Cronobacter sakazakii is considered an opportunistic foodborne pathogen, causing meningitis and enterocolitis in premature infants with reported mortality rates of 40 to 80%. Although, dried infant formula has been suggested as the source of this organism, in our previous work of surveying the prevalence of C. sakazakii, the pathogen was isolated from various food samples.

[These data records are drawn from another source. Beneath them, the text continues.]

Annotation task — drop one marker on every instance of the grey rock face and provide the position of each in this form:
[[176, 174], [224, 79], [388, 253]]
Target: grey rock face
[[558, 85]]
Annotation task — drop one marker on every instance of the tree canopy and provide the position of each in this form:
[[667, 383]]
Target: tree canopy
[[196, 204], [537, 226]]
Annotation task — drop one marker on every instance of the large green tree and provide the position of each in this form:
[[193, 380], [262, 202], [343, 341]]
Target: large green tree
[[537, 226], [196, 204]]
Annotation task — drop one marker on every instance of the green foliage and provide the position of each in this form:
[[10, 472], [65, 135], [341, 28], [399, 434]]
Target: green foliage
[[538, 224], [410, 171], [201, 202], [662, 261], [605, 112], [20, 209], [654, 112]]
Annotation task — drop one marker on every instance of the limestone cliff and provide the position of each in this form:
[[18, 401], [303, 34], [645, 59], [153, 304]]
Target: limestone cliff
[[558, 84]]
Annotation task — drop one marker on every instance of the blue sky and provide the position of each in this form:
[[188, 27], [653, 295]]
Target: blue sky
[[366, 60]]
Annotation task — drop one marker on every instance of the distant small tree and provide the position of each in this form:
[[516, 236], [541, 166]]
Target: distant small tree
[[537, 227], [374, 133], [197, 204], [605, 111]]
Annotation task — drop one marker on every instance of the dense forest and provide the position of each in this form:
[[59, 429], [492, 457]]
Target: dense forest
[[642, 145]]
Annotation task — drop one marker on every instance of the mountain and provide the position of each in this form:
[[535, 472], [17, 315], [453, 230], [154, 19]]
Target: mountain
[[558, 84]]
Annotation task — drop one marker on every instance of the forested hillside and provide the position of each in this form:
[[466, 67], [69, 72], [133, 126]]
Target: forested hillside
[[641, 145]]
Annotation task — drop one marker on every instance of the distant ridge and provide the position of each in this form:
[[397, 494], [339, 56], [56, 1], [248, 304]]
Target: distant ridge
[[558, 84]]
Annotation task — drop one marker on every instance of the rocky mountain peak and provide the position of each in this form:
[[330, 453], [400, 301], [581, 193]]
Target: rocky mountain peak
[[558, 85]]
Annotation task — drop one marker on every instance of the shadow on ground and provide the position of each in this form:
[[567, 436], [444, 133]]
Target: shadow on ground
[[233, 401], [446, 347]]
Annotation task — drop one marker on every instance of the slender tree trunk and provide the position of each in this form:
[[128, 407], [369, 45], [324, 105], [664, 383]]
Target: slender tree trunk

It has been known that C. sakazakii can invade animal cell and produce enterotoxin, however little is known about genes associated with virulence of this pathogen. To elucidate genes required for the expression of virulence, random transposon mutagenesis was carried out to screen mutants which demonstrate reduced invasion ability to Caco-2 intestinal cells. Out of approximately 1200 mutants screened, several mutants showed significant reduction in invasion ability to Caco-2 compared to wild-type C. sakazakii ATCC 29544.

Understanding Mechanisms related to Survival and Virulence of Campylobacter jejuni

Campylobacter jejuni is one of the most common bacterial causes of gastroenteritis throughout the world. Infection of C. jejuni, campylobacteriosis, usually causes watery or bloody diarrhea with fever, nausea, vomiting and rarely brings on systemic post-infection, such as neuropathy, Guillain-Barre or Miller Fisher syndrome.
Major source of C. jejuni infection is from the consumption of uncooked poultry because C. jejuni is a commensal organism in avian gut. Campylobacter has to adapt and survive in the environment until infection into host can be done by changing its regulation mechanisms. However, its mechanisms of survival and virulence are poorly understood. We study the survival and virulence mechanisms of Campylobacter jejuni by understanding the genetics of this pathogen. This would ultimately be helpful in developing new control strategies applicable in food industry.